U.S. patent application number 10/749639 was filed with the patent office on 2004-11-04 for body frame of vehicle, employing load imposing device.
This patent application is currently assigned to HONDA MOTOR CO., LTD.. Invention is credited to Mae, Hiroyuki.
Application Number | 20040217627 10/749639 |
Document ID | / |
Family ID | 32501184 |
Filed Date | 2004-11-04 |
United States Patent
Application |
20040217627 |
Kind Code |
A1 |
Mae, Hiroyuki |
November 4, 2004 |
Body frame of vehicle, employing load imposing device
Abstract
A body frame of a vehicle for securing, in control of buckling,
necessary strength without increasing the size of the frame member,
and for reducing impact deceleration produced at the start of
buckling. The body frame of has a frame member provided in one of a
front portion and a rear portion of the vehicle; and a load
imposing device, provided at an end of the frame member, for
imposing a load on the frame member toward at least two opposite
directions which are substantially perpendicular to a longitudinal
direction of the frame member, when impact on the frame member is
anticipated or imposed. The load imposing device may have a member
made of a shape memory alloy.
Inventors: |
Mae, Hiroyuki; (Shioya-gun,
JP) |
Correspondence
Address: |
MERCHANT & GOULD PC
P.O. BOX 2903
MINNEAPOLIS
MN
55402-0903
US
|
Assignee: |
HONDA MOTOR CO., LTD.
Tokyo
JP
|
Family ID: |
32501184 |
Appl. No.: |
10/749639 |
Filed: |
December 31, 2003 |
Current U.S.
Class: |
296/187.03 |
Current CPC
Class: |
B62D 21/15 20130101 |
Class at
Publication: |
296/187.03 |
International
Class: |
B62D 025/08 |
Foreign Application Data
Date |
Code |
Application Number |
Jan 7, 2003 |
JP |
2003-001136 |
Claims
What is claimed is:
1. A body frame of a vehicle, comprising: a frame member provided
in one of a front portion and a rear portion of the vehicle; and a
load imposing device, provided at an end of the frame member, for
imposing a load on the frame member toward at least two opposite
directions which are substantially perpendicular to a longitudinal
direction of the frame member, when impact on the frame member is
anticipated or imposed.
2. A body frame as claimed in claim 1, wherein the load imposing
device has a member made of a shape memory alloy.

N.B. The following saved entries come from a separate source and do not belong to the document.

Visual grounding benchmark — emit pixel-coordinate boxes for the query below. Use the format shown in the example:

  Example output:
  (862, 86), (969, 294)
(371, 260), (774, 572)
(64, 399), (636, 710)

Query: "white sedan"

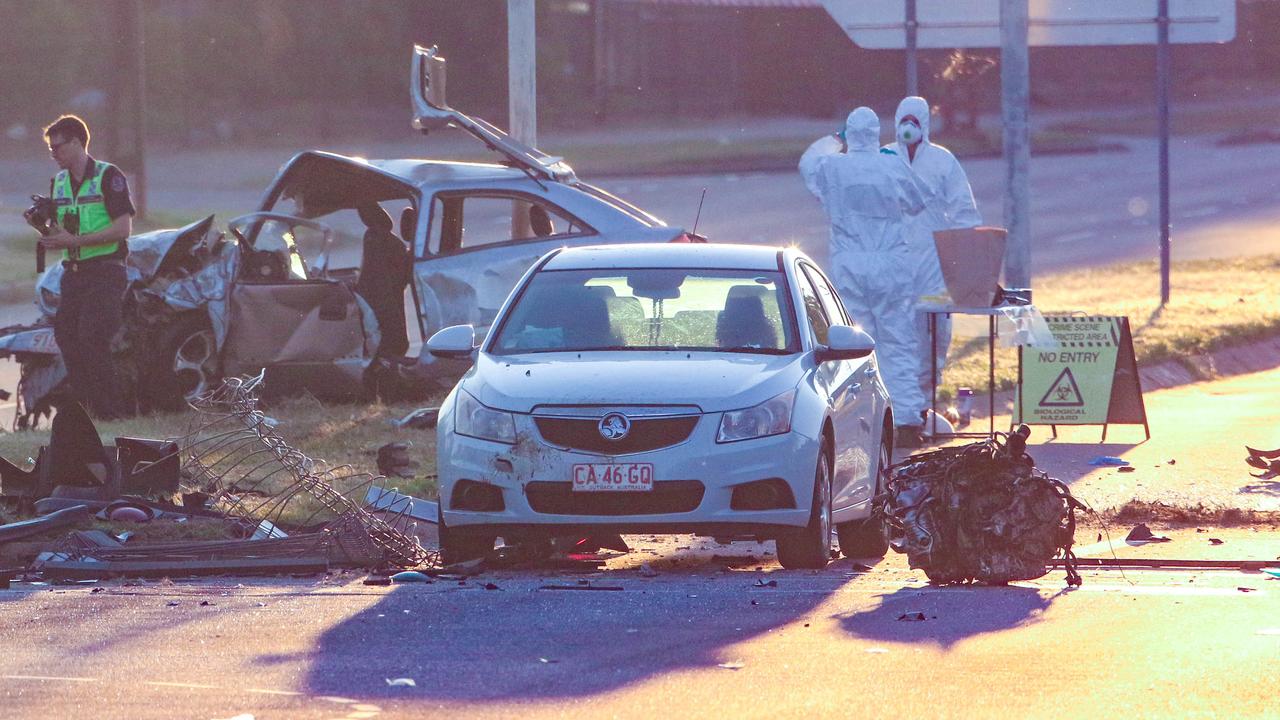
(428, 243), (893, 568)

3. A body frame as claimed in claim 1, wherein the load imposing
device has a spring.
4. A body frame as claimed in claim 3, wherein the spring is one of
a coil spring and a plate spring.
5. A body frame as claimed in claim 1, wherein the load imposing
device has a band-shaped member made of a shape memory alloy, which
is wound along one of an outer-peripheral wall and an
inner-peripheral wall of the frame member.
Description
BACKGROUND OF THE INVENTION
[0001] 1. Field of the Invention
[0002] The present invention relates to a body frame for vehicles.
Priority is claimed on Japanese Patent Application No. 2003-001136,
filed Jan. 7, 2003, the content of which is incorporated herein by
reference.
[0003] 2. Description of the Related Art
[0004] In a known vehicle body structure, concave portions called
"beads" are provided at an end portion of the front frame, so that
when a compressive load is imposed on the front frame, buckling of
the front frame is controlled in a manner such that the front frame
buckles from the concave portions (refer to Japanese Unexamined
Patent Application, First Publication No. Hei 07-165110).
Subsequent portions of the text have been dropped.